February 28 2021
Felix Culpa
Ash Wednesday was only just over a week ago, and the faithful will, I know, have all been thinking in terms of past faults, asking forgiveness and resolving to do better in future.
Mea Culpa is the Latin tag by which such petitions are often known, it means the fault is mine own. But there is another Latin tag which expresses another side of the coin, Felix Culpa, which broadly means a happy accident, or that it is sometimes the case that good can directly arise out of misfortune.

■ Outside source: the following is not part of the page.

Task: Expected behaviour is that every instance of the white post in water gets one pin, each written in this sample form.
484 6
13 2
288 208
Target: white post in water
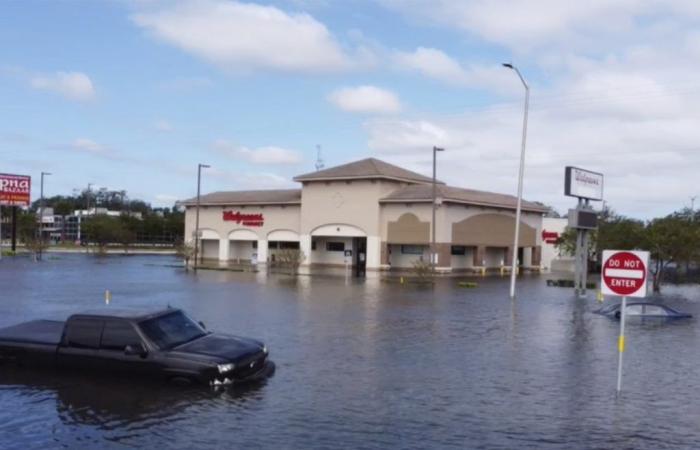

This is a point I would like to remind anyone of who has been literally or metaphorically beating themselves up over past failings or disasters. It is always completely beyond human foresight to be able to say how events are going to unfold, particularly following upon some catastrophe or other. It is how the world is made and how we are made.
We’ve bad dreams
so dreams can come true,
we have hearts
for heartbreak,
we have anger and hate,
we have love
to make lovers rue.
We have hope
to make us despair,
and our souls prophecy,
and tears are for eyes,
we are human
in order to err.
The ancient Greeks liked to personify their experience of existence in terms of the gods, in order to understand it. They created a pantheon to explain the otherwise chaotic and random nature of events.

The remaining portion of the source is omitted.